Recently, I was invited to speak in Virginia on the topic of contraband control. I did get to rest a bit, meet fascinating jail professionals and enjoyed a location that was new to me. And while I cannot fully share the actual tourist attractions or cuisine with you through the written word, I can offer a part of the conference.
At the conclusion of “Wake up and Smell the Contraband”, there were many who volunteered to offer answers for a survey. Their answers follow:
Conferences can serve as a productive time away from the facility where one can recharge one’s batteries, meet interesting people in the field, and experience a new and exciting place. In addition, one can come away with fascinating data and the expertise collected from the people who attended. Thanks to the participants in Virginia who offered their insights in this survey.
- Is contraband a problem in your facility?
100 % of those who answered this said “Yes”, though one person commented that contraband “is not a big problem.”
- When comparing jail and prison populations, jails generally have a fluid influx of new offenders. Prison populations, by comparison, are somewhat static. Because of this, do you think that there is a difference between the contraband found in most jails and in most prisons?
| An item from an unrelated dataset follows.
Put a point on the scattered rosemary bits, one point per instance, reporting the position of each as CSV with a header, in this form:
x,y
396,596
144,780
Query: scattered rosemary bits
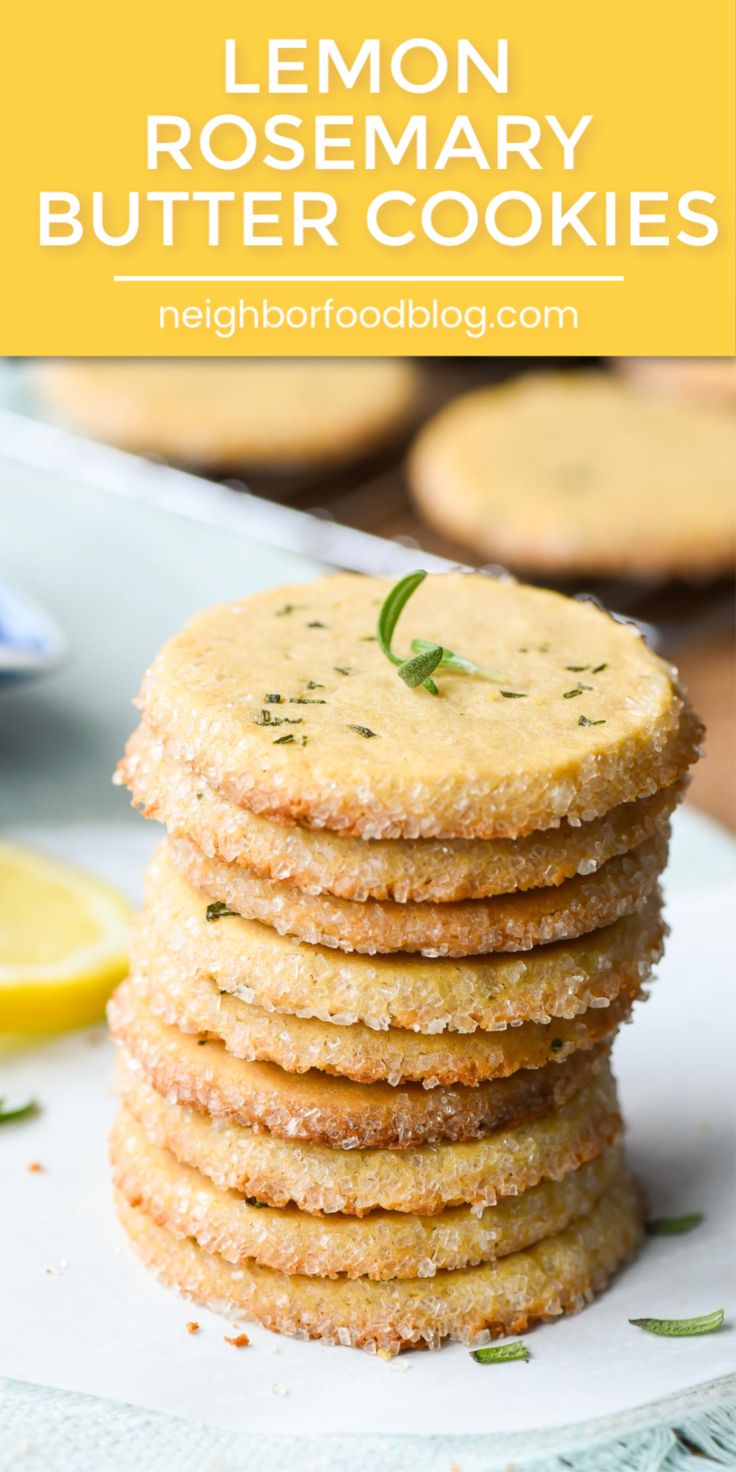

If so, please explain.
55% of those who answered said that there is a difference between contraband traffic between when comparing jails and prisons. Their comments were:
45% answered that it is the fundamentally same.
- Prisons have opportunity for long-term contraband enterprises. Jails has it more opportunistic – work release and weekenders
- Those sentenced to jail are doing less time and may not want or need the same things as prison inmates.
- Prisons with contact visits have more of a problem.
- Yes, workers or repeat offenders often stock up before returning to jail
- Jails have more work release and local department trustees, thus giving more variety of contraband brought into jails.
- Prisoners appear to have more freedom than jails – therefore, contraband may be more prevalent in jails
- In some prisons they still have smoking of cigarettes whereas in jail it is not allowed but the inmates find ways to get them,
- Prisons with longer term have time to collect more,
- Because you are limited to movement in a jail and there is more movement in a prison
- In prison, I believe there is more contraband than in jail because prison inmates are thinking of new ways to come up with different things
- What is the most contraband item found in your facility?
Cigarettes and tobacco dominated this category. This was followed by stockpiled medication, lighters, food, sharpened tooth brushes, weapons made from tissue, dice, and allowable but excessive property.
Other items that were mentioned at least once were tattoo supplies, magnets from inside of speakers, clothing, paper, markers, sugar, orange juice, batteries, matches, dew rags, pens, and shanks.
- What is the strangest contraband item you have ever found or heard of?
The most frequently reported items in this category were: hollowed book, pair of horse shoes, cell phone, marijuana, gun, and a fake penis.
Other items included; ladies panties, liquor bottle, drugs, hot wings, A pet bee, dog, glove crafted into a sexual toy, TV remote, shank from eye glasses, handgun carved out of soap, electric guitar, cigarette in rectum, file, a six foot by two inch metal beam from a broken cell door, cell phone charger, small gun, gun smuggled into facility by an arrestee hidden in his anal cavity .25 caliber, chewing gum, hard ball made out of plastic wrap, a jewelry box topped with a Buddha made of state soap, completed full sized coffee mugs made out of toilet paper, sharpened pork chop bone, pack of condoms, and a Christmas tree made of green paper.
- Can contraband in facilities be completely eliminated or simply lowered?
86% reported that contraband could maybe be lowered but never eliminated. Some comments that came from this are:
12% suggested that contraband could neither be lowered nor eliminated.
- Contraband will always find a way into a facility.
- In theory yes, lowered, practically, absolutely not.
- Maybe lowered. I don’t think that you can completely stop it at all.
- I don’t think that you can eliminate it, but you can lower it.
- Staff should make sure that other facilities are aware of a potential trader
2 % answered that contraband could be eliminated if all staff would do their job correctly.
- How can corrections professionals stem the tide of contraband?
Being more vigilant, better searches and more frequent searches were the most frequently offered answers. Better training and persistence were also mentioned more than once each.
Other solutions included: x-ray machines, no canteen, no exchange of anything, laundry done in-house, consistency in searches, professional about job, random movement of inmates, holding guilty parties accountable, more unannounced searches, awareness, presence, and better intake procedures.